Digital Transition Without Justice Is a Risk Africa Cannot Afford
Introduction
In 2024, I had the privilege of participating in a month-long study conference convened by the International Labour Organization through its ACTRAV programme in Geneva. The discussions centred on green transition, artificial intelligence, digital platforms, and the formalisation of informal economies. Trade union leaders from different regions confronted a defining question: how should labour respond to structural transformation that is moving faster than our regulatory systems can adapt?
Last year, that conversation continued in Johannesburg, where I joined fellow labour leaders as a panel discussant on digital transition. What was once conceptual has become immediate. Across Africa, the language of productivity is being rewritten. The industrial equation — work as physical force applied over distance — is giving way to digital command applied through connectivity. Data, not dirt, is increasingly described as the new driver of value.
The logic is compelling. But it is incomplete.
Issues
Africa enters this digital transition with structural realities that cannot be ignored.
First, informality remains high. A large share of workers operate outside formal employment protection. Digital platforms may offer opportunities for inclusion, but without proper regulation, they may also entrench precarious work.
Second, connectivity gaps persist. If digital command is the new productive force, then broadband access is no longer a luxury, it is infrastructure. Uneven access risks creating a new digital divide layered on top of existing inequalities.
Third, there is a growing skills mismatch. Automation and artificial intelligence are evolving rapidly, while training systems remain fragmented and reactive.
Finally, there is regulatory lag. Many labour frameworks were designed for traditional employment relationships. Platform work, remote work, and digitally mediated services do not always fit neatly into existing legal categories.
Technological acceleration without institutional preparation may widen inequality faster than it drives growth.
Analysis
The digital economy rewards connectivity, scale, and specialised capability. Those without digital literacy, infrastructure, or access to capital risk marginalisation. Platform models, while innovative, often transfer risk downward to workers who carry volatility without stable protections.
We must therefore distinguish between digital efficiency and inclusive development.
The International Labour Organization has advanced the concept of Just Transition, the principle that economic transformation must be socially inclusive, dialogue-driven, and anchored in decent work. Although originally articulated in environmental contexts, its relevance to digital transformation is unmistakable.
A just digital transition requires:
1. Social dialogue before disruption occurs;
2. Forward-looking skills and reskilling systems;
3. Extension of labour protections into platform and non-standard work;
4. Public investment in universal digital infrastructure.
If digitalisation is treated purely as a technological upgrade, it may deepen labour precarity.
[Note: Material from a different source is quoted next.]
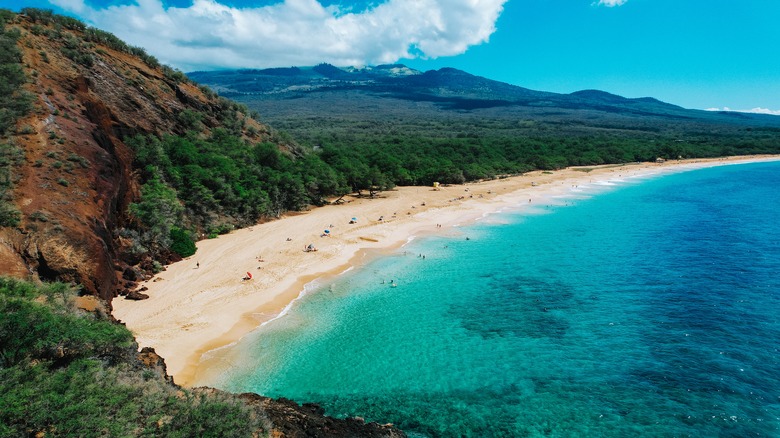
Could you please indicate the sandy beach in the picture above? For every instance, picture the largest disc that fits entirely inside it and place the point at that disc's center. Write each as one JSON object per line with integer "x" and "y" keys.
{"x": 203, "y": 303}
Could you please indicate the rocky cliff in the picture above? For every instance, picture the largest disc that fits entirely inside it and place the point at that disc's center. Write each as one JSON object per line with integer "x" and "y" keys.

If treated as a development strategy, it can catalyse formalisation, expand middle-income employment, and strengthen productivity.
Trade unions cannot afford nostalgia for an industrial past. Nor can we retreat into reflex resistance. Our responsibility is to shape the architecture of transition, influencing how productivity is defined, how worker-generated data is governed, and how social protection adapts to evolving forms of work.
This is not resistance to change. It is leadership within change.
Conclusion
Africa’s digital future will not be determined by algorithms alone. It will be shaped by institutional foresight, policy discipline, and the strength of social dialogue.
Efficiency without inclusion is instability postponed.
If we allow digital transformation to proceed without embedding justice at its core, we may record higher productivity while weakening social cohesion. But if we anchor innovation in skills development, fair regulation, and universal access, digitalisation can become a foundation for shared prosperity.
The digital transition is inevitable.
Whether it strengthens our societies or fragments them depends on the choices we make now.
Technology will define the speed of change, but policy will define who benefits from it.